JP6064341B2 - How to remove sulfur from desulfurized slag - Google Patents

Description

  The present invention removes sulfur contained in this desulfurization slag from the desulfurization slag containing CaO as a main component generated by the desulfurization treatment of hot metal, and the desulfurization slag having a reduced sulfur content is produced in a steelmaking process or a steelmaking process. The present invention relates to a method for removing sulfur from desulfurized slag to enable effective use as a CaO source.

  In response to the improvement in material properties of steel products and the increasing demand for quality, hot metal desulfurization treatment is being carried out at each steel company as a preliminary refining of hot metal. In this desulfurization treatment, the sulfur in the hot metal generally becomes a sulfide form by adding a flux (desulfurization agent) mainly composed of CaO and stirring the flux and the hot metal into slag.
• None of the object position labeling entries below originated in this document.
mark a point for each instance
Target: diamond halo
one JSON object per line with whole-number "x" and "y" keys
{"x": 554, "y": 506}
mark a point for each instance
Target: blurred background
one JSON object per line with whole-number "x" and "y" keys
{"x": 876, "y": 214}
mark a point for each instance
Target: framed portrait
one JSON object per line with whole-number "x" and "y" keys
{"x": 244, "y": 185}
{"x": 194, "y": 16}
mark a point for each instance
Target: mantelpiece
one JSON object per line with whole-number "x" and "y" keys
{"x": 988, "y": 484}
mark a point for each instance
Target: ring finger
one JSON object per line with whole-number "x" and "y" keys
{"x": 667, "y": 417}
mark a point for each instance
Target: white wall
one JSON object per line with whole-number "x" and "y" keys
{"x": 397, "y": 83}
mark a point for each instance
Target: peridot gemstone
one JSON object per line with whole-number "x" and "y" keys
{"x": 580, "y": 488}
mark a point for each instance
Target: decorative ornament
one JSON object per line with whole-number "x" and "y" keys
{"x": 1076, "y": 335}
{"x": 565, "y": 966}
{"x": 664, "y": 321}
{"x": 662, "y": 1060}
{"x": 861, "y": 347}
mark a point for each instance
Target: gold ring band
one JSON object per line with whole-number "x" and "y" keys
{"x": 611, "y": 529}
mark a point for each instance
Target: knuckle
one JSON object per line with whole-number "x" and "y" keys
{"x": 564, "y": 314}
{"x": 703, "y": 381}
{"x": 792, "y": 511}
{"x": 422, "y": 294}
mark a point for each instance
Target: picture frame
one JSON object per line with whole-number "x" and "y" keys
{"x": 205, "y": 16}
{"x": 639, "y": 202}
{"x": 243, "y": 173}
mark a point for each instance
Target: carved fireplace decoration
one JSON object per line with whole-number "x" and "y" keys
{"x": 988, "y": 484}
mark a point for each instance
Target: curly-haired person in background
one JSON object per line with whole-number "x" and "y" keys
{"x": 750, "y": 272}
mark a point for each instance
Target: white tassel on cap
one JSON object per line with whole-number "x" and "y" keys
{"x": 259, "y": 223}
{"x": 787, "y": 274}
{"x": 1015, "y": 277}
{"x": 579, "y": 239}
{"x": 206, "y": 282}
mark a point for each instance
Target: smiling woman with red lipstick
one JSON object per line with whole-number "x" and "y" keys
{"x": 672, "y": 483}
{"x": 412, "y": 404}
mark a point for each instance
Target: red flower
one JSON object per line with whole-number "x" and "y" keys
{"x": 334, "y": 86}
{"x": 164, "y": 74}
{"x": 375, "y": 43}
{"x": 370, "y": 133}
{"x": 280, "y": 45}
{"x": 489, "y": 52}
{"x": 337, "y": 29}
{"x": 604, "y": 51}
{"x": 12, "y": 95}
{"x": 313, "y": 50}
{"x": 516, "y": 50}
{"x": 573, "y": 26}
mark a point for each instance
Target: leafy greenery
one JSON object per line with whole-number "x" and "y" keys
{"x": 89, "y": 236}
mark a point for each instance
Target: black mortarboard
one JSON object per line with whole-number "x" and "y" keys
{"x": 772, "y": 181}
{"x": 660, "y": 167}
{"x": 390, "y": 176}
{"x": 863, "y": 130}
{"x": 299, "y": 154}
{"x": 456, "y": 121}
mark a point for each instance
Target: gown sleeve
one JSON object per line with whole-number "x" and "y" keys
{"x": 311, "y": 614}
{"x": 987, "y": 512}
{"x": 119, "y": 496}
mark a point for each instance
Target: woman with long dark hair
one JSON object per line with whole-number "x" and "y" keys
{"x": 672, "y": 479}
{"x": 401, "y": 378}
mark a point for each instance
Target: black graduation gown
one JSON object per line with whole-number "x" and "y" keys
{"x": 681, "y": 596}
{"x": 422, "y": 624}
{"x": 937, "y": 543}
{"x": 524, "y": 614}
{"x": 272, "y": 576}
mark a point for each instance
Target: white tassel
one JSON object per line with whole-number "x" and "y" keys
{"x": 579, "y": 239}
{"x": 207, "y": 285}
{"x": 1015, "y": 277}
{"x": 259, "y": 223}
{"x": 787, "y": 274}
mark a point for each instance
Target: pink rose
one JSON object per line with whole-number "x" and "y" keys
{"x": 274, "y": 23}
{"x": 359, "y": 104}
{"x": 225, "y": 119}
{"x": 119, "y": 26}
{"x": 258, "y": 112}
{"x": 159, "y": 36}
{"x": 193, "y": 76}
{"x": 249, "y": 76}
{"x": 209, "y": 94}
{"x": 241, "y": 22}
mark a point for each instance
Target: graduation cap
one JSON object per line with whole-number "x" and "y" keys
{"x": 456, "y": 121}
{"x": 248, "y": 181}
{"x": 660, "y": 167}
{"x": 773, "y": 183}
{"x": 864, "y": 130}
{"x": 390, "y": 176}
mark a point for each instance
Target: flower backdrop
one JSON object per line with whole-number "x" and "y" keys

Has been removed. The hot metal desulfurization treatment is a treatment for removing sulfur in the hot metal in the hot metal stage before decarburization and refining in a converter.

  The amount of desulfurization slag generated increases as the desulfurization treatment ratio to hot metal increases. However, this desulfurized slag contains sulfur, and if desulfurized slag is reused in an environment where water is present, sulfur (yellow water) may elute and adversely affect the environment. The reality is that there are significant restrictions on the conversion. Moreover, the utilization efficiency of CaO as a desulfurization agent in the desulfurization treatment of hot metal is at most several percent, and most of the CaO used in the desulfurization treatment is discharged outside the steelworks as desulfurization slag without being used. .

  In order to solve these problems, the following techniques have been proposed.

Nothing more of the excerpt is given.